This is Part 2 in a probably several part series. Here’s Part 1

The previous post was stricly a think-piece. Here, I outline some practical steps that a consortium of institutions could take to provide the basic building blocks needed to acheive a worldwide ledger of knowledge. The problem is this: how do we maximize the quantity of data (that has sufficient quality) in order to acheive scientific consensus on some topic of study? Most of what is proposed here is realistic today although several ideas will need significant refining before any practical implementation succeeds. A summary at the end distinguishes the possible from the now.

The first step would be for a group of educational/research institutions to form a consortium. I don’t have a solution as to how this ought to play out; suffice to say the minimum requirement would be the desire to reduce reliance on publishers for publishing research. Each institution would be a validator on publicly accessible blockchain.

With a chain in tow, step two would be for them all to run many IPFS nodes to ensure persistent availability of data (shameless plug: eris services start ipfs). Crucially, we want the validator nodes and IPFS nodes running on the respective hardware of these institutions. Indeed, as public institutions, it ought to be their mandate to ensure access to knowledge for generations to come without reliance on cloud hosting providers.

Next, for a specific field of research, some basic standards need to be agreed upon. These standards form the basis of what one might call smart contract factories. Roughly, three steps must be appropriately defined. Think of each as a smart contract which, once executed, allows the next steps to “be open” for execution.

Ideally, for a nugget of scientific knowledge to be considered valid (i.e., “true”, as subjective as that may be), there should be consensus on the following standards: a) pre-registering experiment, b) acceptable data for said experiment and, c) analysis of total (and ongoing! see Note, below) data set.

Each step has some requirements. In no particular order:

For b) we need specific standards for validating data from external sources (other labs, and, importantly, the public). That is, compatibility with crowd-sourced data/user-generated content should be the default. By having a) occur publicly, the opportunity for both: 1) feeback to refine the initial methodology and 2) anybody to propose experiments is available (which, with a proper content value sorting system would easily filter out pointless experiments). Finally, once the data are gathered, discussion and subsequent consensus on a scientific conclusion for the data set can be acheived, in a public forum (and not behind closed-doors and anonymous as the current status quo certainly is).
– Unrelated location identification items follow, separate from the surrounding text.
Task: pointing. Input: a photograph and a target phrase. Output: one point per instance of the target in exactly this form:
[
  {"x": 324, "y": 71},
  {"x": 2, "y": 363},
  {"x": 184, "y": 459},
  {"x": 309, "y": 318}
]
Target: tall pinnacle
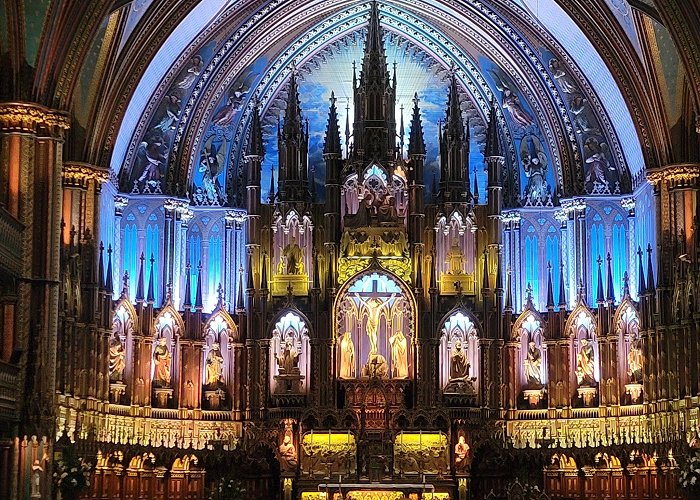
[
  {"x": 416, "y": 143},
  {"x": 332, "y": 144},
  {"x": 255, "y": 145},
  {"x": 493, "y": 143}
]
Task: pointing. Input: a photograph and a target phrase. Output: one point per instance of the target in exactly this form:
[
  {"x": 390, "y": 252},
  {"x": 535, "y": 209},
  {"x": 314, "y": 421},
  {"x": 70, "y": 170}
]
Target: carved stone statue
[
  {"x": 635, "y": 362},
  {"x": 455, "y": 258},
  {"x": 287, "y": 452},
  {"x": 347, "y": 356},
  {"x": 214, "y": 365},
  {"x": 461, "y": 452},
  {"x": 374, "y": 308},
  {"x": 533, "y": 365},
  {"x": 399, "y": 355},
  {"x": 293, "y": 256},
  {"x": 117, "y": 358},
  {"x": 288, "y": 361},
  {"x": 162, "y": 359},
  {"x": 585, "y": 363},
  {"x": 459, "y": 366}
]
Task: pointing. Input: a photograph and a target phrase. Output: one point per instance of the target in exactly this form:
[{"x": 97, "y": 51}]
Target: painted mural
[
  {"x": 151, "y": 157},
  {"x": 209, "y": 177},
  {"x": 331, "y": 71}
]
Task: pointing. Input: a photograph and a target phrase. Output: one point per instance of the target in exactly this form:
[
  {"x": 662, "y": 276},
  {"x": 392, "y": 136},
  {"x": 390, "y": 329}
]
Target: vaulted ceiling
[{"x": 572, "y": 79}]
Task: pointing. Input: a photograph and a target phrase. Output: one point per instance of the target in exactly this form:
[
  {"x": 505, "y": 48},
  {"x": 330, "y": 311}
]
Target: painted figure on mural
[
  {"x": 459, "y": 365},
  {"x": 288, "y": 360},
  {"x": 347, "y": 356},
  {"x": 288, "y": 452},
  {"x": 162, "y": 359},
  {"x": 293, "y": 258},
  {"x": 211, "y": 165},
  {"x": 585, "y": 364},
  {"x": 562, "y": 78},
  {"x": 374, "y": 308},
  {"x": 635, "y": 362},
  {"x": 215, "y": 365},
  {"x": 194, "y": 69},
  {"x": 399, "y": 355},
  {"x": 535, "y": 167},
  {"x": 455, "y": 258},
  {"x": 117, "y": 358},
  {"x": 461, "y": 452},
  {"x": 598, "y": 166},
  {"x": 533, "y": 365}
]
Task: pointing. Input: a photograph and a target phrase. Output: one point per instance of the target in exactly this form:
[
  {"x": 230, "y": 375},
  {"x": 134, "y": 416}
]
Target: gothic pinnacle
[
  {"x": 332, "y": 144},
  {"x": 416, "y": 143}
]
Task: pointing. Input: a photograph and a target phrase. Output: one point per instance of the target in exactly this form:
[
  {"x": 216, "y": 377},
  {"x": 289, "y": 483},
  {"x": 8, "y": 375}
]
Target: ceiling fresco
[{"x": 551, "y": 118}]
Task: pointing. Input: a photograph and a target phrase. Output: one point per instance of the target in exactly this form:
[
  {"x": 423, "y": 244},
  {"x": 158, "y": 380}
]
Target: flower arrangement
[
  {"x": 71, "y": 474},
  {"x": 689, "y": 477},
  {"x": 227, "y": 488}
]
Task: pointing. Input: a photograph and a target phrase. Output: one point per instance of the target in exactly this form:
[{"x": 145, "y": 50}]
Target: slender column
[{"x": 31, "y": 192}]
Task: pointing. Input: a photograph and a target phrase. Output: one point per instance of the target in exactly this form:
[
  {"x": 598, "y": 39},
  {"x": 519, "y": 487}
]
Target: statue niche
[
  {"x": 459, "y": 356},
  {"x": 220, "y": 332},
  {"x": 631, "y": 355},
  {"x": 374, "y": 322},
  {"x": 585, "y": 358},
  {"x": 454, "y": 253},
  {"x": 162, "y": 362},
  {"x": 289, "y": 349},
  {"x": 291, "y": 259},
  {"x": 531, "y": 356},
  {"x": 375, "y": 200}
]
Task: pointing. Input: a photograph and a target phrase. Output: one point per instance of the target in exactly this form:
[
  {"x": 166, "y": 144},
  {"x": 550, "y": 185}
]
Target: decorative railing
[{"x": 10, "y": 242}]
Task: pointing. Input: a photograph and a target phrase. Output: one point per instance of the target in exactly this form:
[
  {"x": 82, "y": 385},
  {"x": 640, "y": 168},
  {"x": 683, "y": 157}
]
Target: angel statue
[
  {"x": 511, "y": 102},
  {"x": 211, "y": 165}
]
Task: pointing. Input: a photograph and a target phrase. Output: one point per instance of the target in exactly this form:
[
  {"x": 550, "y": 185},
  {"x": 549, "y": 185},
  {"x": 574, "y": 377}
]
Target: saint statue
[
  {"x": 287, "y": 452},
  {"x": 459, "y": 366},
  {"x": 634, "y": 362},
  {"x": 293, "y": 257},
  {"x": 374, "y": 307},
  {"x": 461, "y": 452},
  {"x": 399, "y": 357},
  {"x": 533, "y": 365},
  {"x": 214, "y": 365},
  {"x": 347, "y": 356},
  {"x": 288, "y": 361},
  {"x": 117, "y": 359},
  {"x": 585, "y": 364},
  {"x": 455, "y": 258},
  {"x": 162, "y": 358}
]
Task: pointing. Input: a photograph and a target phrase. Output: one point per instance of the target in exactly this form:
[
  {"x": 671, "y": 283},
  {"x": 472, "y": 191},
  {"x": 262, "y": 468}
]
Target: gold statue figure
[
  {"x": 215, "y": 365},
  {"x": 399, "y": 354},
  {"x": 293, "y": 258},
  {"x": 374, "y": 307}
]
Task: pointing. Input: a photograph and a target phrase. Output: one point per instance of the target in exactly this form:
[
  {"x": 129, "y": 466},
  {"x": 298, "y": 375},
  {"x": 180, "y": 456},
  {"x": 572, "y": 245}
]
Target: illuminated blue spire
[
  {"x": 151, "y": 294},
  {"x": 611, "y": 285},
  {"x": 139, "y": 281},
  {"x": 550, "y": 288},
  {"x": 641, "y": 285},
  {"x": 109, "y": 286},
  {"x": 188, "y": 287},
  {"x": 651, "y": 287},
  {"x": 600, "y": 298},
  {"x": 198, "y": 303},
  {"x": 562, "y": 289}
]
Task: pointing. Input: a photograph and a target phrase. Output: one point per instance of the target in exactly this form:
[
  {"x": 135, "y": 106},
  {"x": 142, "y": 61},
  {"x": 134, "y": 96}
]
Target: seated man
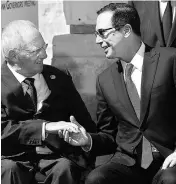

Note: because there is a specific framework in place for accepting valid data for some pre-registered experiment, new data can be added to the set in perpetuity. Consequently, the conclusion derived from what is essentially a single experiment can evolve.

What does this look like in practice? Well, in my previous post we have Alice and Bob. If Alice had announced, ahead of time her intentions to attempt the groundbreaking experiment, then perhaps Bob could have contributed both: a) improvements to the methodology and, b) valid data by running the experiment himself. Both Alice and Bob would now each have a shared data set, thus increasing statistical power. In the previous post, neither Alice or Bob concluded anything groundbreak from their data. Perhaps the data set simply wasn’t large enough.

This helps tackle the increasingly problematic lack of reproducibility in psychological science and maybe, just maybe, the conclusion that most research findings are false can be un-concluded.

After Alice proposes the experiment and Bob suggests improvements, perhaps Charlie sees that it’s a great idea and happens to have a research laboratory five times the size; ideal for running such experiments at scale. Even better, let’s say the experiment is simple enough to run in the average DIYbio lab and a data set orders of magnitude that was ever thought possible can be achieved.

The data is collected and, eventually, analysed. Since the data is added in real-time and all the details of the ongoing experiment are available publicly, anyone can run a statistical analysis and propose an interpretation. Again, creative content filtering schemes will be needed to ensure that the cream rises to the top.

How is this different from the average research collaboration today in academia? Usually, collaborations are ad-hoc, i.e., planned and all the roles divided up ahead of time. My proposal has collaboration happenening post-hoc (once an experiment is proposed for pre-registration) and completely fluid, provided participants are generating useful content (data, if you will).

The biggest challenge, as I’ve repeatedly alluded to, is having creative and well-implement reputation and reward schemes. Reasearchers need to somehow be compensated for their time and receive credit where credit is due. If this basic requirement can be satisfied then I’m hopeful we’ll see science accelerate its effeciency.

To summarize, we need:

1) a consortium of institutions, 2) running many IPFS nodes and, 3) acting as validators on a chain, 4) their researchers to publish planned experiments ahead of time (pre-registration), 5) data standards such that adding to the set is seamless and verifiable, 6) creative way of acheiving consensus on conclusions from analysis of data set, 6) a sane on-chain indexing method, 7) a meaningful user interface to pull it all together and, finally, 8) useful solutions to reputation/compensation problems.

1-4 is, at a minimum, do-able today, as is a portion of (5), most of (6) and probably (7). As far as I can tell, enough pieces of the puzzle are in place to start implementing some of these basic features as soon as possible.